Die Photosynthese-Effizienz bezeichnet das quantitative Verhältnis der in der Biomasse gespeicherten chemischen Energie zur von der Pflanze absorbierten photosynthetisch aktiven Strahlung (PAR, 400–700 nm). Sie wird als dimensionsloser Wirkungsgrad oder als Prozentsatz angegeben. Die theoretische Maximaleffizienz der C3-Photosynthese liegt unter optimalen Bedingungen bei etwa 4,6 % der eingestrahlten Globalstrahlung, während C4-Pflanzen aufgrund des fehlenden Photorespirationsverlustes theoretisch bis zu 6 % erreichen können. In der landwirtschaftlichen Praxis werden unter Feldbedingungen im Jahresmittel jedoch nur Effizienzen von 0,5 % bis 2 % erzielt, abhängig von Kulturart, Bestandesdichte, Wasserversorgung und Nährstoffverfügbarkeit.

Die Optimierung der Photosynthese-Effizienz ist ein zentrales Ziel der pflanzenbaulichen Forschung und Züchtung. Ansätze umfassen die Reduktion von Lichtsättigungseffekten durch verbesserte Blattarchitektur, die Verkürzung des Calvin-Zyklus sowie die Einführung von C4-Merkmalen in C3-Kulturen. Im Jahr 2026 werden zudem gentechnische Verfahren zur Steigerung der Rubisco-Aktivität und zur Minimierung der Photorespiration unter Feldbedingungen geprüft.

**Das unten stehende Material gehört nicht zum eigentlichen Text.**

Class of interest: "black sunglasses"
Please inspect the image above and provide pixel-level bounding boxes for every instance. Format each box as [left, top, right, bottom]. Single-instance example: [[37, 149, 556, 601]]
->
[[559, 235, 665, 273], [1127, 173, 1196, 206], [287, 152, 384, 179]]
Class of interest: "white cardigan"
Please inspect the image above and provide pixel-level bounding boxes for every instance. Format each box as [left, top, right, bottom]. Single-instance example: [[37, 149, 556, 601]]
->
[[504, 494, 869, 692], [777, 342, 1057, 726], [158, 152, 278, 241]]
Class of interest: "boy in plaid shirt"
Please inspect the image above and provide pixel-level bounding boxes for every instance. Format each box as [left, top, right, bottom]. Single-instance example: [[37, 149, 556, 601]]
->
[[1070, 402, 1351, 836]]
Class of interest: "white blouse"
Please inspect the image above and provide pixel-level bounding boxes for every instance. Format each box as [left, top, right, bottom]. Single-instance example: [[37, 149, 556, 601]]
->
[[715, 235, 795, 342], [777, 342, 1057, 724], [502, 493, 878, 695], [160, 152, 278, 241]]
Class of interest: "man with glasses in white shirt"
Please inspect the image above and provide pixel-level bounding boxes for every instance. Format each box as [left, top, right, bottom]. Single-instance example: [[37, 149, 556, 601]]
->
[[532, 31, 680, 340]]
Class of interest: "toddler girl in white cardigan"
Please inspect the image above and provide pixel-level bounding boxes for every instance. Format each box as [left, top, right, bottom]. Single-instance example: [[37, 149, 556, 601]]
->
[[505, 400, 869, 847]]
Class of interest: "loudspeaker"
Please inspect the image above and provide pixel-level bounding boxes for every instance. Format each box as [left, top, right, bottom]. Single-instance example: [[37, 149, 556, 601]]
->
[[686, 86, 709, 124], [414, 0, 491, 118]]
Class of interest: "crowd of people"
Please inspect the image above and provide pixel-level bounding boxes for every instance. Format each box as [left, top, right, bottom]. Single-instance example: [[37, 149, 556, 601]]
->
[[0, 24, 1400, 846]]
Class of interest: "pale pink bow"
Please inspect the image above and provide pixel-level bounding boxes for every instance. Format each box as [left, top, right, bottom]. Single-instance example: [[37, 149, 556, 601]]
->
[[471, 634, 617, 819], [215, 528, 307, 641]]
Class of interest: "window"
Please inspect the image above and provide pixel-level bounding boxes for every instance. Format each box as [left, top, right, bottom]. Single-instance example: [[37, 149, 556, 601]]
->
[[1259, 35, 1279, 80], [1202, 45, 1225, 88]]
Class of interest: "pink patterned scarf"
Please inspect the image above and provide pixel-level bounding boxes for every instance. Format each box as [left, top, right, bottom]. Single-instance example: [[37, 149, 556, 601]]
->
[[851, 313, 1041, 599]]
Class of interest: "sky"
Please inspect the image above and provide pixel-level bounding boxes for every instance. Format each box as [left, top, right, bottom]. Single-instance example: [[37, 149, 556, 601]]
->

Die Effizienz wird messtechnisch über Gasaustauschmessungen (Nettophotosyntheserate) und Ertragsbildung erfasst. Eine hohe Photosynthese-Effizienz korreliert direkt mit der Biomasseproduktion und dem Kornertrag, unterliegt jedoch standortspezifischen Limitierungen durch Temperatur, Wasserverfügbarkeit und Strahlungsangebot.